A Brief History of the Hamburg Fire Department

A Brief History of the Hamburg Fire Department

After WWII, the small towns of southeast Michigan began to grow as people wanted to escape the big cities and seek a more pleasant atmosphere. These small towns depended on their larger neighbors for many services, including fire protection.

A tragic fire in 1945 triggered the creation of the Hamburg Volunteer Fire Department. Hamburg Hall caught fire and John Moore, who maintained the facility, lost his life. Realizing that Hamburg could not rely on fire departments from other communities to get there on time, Earl Fischer called a meeting of concerned residents on July 26, 1946, to establish a local fire department. Manly Bennett was elected the first fire chief and there would be a roster of 30 volunteers with an active wait list of others. The department was incorporated independently from the township government to save money and no one would receive pay for their service. Basic equipment was acquired by donations and fundraisers. The Hamburg Fire Department acquired two high-volume pumps. One pump was installed in a pump shed on the Mill Pond in town and the other was mounted on a trailer. Each volunteer fireman was required to have a trailer hitch on his vehicle. Whoever arrived first at the firehall would hitch up the pump and head for the fire. Since they could not carry water, they had to rely on local sources for water, such as lakes, ponds, water troughs, etc.

By 1948, It became apparent that the trailer mounted pump was no longer adequate and the garage in back of the hardware store would not be able to house newer and larger equipment. The firemen went to the township board and requested a plot of land on stone street. They received the land and enough money to build the first real firehall, Station 1 which still stands today. William Shaffer, a local merchant, put up the money, approximately $3500, for the purchase of a firetruck. The department bought a 1941 Ford truck which had been used at Willow Run Airport during WWII.
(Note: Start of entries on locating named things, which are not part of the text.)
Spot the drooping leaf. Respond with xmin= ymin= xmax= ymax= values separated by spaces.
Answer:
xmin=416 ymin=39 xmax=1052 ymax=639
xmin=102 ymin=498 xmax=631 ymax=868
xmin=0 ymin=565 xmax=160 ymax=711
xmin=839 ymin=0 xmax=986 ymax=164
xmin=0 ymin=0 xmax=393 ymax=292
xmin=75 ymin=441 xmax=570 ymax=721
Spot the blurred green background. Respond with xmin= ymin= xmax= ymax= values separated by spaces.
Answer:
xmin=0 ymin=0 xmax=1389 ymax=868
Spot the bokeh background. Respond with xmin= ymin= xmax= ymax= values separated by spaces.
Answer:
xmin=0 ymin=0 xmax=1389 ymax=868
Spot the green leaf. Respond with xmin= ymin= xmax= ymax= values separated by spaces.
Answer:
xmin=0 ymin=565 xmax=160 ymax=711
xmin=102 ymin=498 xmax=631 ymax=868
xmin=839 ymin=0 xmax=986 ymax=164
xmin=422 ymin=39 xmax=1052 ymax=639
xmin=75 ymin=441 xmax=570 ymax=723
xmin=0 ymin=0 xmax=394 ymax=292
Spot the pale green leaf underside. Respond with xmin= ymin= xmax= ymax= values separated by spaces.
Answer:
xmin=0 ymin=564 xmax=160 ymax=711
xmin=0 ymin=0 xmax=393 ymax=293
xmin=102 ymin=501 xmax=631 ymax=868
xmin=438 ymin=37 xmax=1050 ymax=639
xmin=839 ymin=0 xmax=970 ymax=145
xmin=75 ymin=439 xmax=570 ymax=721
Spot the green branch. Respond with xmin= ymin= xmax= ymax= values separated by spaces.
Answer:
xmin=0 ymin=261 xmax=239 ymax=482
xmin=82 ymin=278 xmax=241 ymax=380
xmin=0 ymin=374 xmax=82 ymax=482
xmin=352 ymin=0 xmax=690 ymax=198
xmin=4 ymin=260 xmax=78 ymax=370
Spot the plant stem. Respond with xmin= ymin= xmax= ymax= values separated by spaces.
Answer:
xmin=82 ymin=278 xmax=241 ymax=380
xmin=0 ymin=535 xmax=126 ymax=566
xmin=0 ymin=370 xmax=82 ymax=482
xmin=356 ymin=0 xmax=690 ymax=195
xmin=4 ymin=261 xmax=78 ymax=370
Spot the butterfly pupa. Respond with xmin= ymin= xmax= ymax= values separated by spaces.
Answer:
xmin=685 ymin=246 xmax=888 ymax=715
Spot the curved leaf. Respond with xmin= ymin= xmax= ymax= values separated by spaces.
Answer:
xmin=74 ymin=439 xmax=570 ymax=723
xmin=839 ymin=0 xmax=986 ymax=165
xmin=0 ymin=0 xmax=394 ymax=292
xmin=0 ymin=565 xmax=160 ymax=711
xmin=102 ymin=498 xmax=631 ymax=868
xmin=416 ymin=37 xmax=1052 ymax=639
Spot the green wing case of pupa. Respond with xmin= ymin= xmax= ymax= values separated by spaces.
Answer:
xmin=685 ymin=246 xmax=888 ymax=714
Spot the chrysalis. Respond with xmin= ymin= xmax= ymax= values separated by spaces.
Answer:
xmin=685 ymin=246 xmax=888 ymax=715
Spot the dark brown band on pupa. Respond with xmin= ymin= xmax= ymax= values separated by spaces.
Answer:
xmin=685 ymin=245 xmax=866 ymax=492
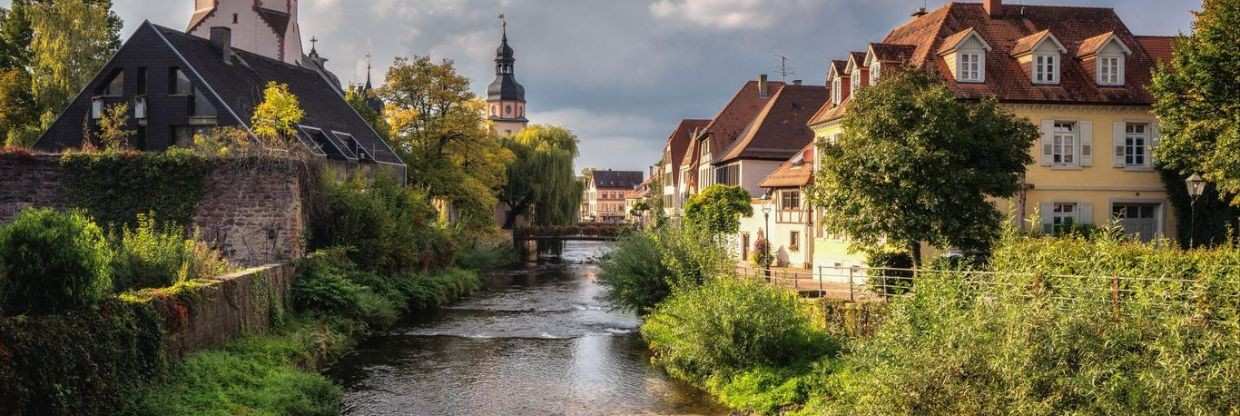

As the township grew and acquired more and better equipment, more space was needed. The former Gulf gas station, a century old building in the village, was generously donated by Charles Gallup of the Gallup Silkworth Company. Renovation was begun in 1979; and, thanks to historically minded men, the basic architecture was maintained. It was called Station 1A. This building still stands today, although it is a private residence.

Womens Unit – 1975

Hamburg Volunteer Fire Department opened its ranks to women earlier than most other departments. Firemen’s wives had participated in auxiliary work since the beginning of the department. But circumstances in 1973 allowed women to take an active roll in firefighting. In the spring of 1973, Skip Richter answered a call, one to realize he was the only volunteer available. He radioed his wife, Tiny, who rushed to the station to bring another truck to him. Fortunately, a couple of male volunteers met her there and took over. Tiny realized, that with more men working out of the area, this situation could easily reoccur. She was the fire chief’s daughter and determined the women could do it. She spoke with her mother, Velma about forming a group of firemen’s wives to be on call. Thus was born in May 1973, the Women’s Unit 10-W. Twenty-four women volunteered and began a year-long intensive training in First Aid and Basic Firemanship. They were called out many times to aid in the fighting of fires and other emergencies.

Hamburg is still a volunteer fire department. However, it does now pay its volunteers on an on-call basis; and it does have several fulltime employees and 2 fire stations. Nick Miller is the current fire chief and comes from a long line of Millers in the Fire Department. His, dad George, was captain of the department in 1974. His Uncle, Jeff Miller, was assistant fire chief. His brother Matt, was a firefighter as was his aunt Mary Beth. If you want more information the Hamburg Fire Station on M-36 has some excellent displays.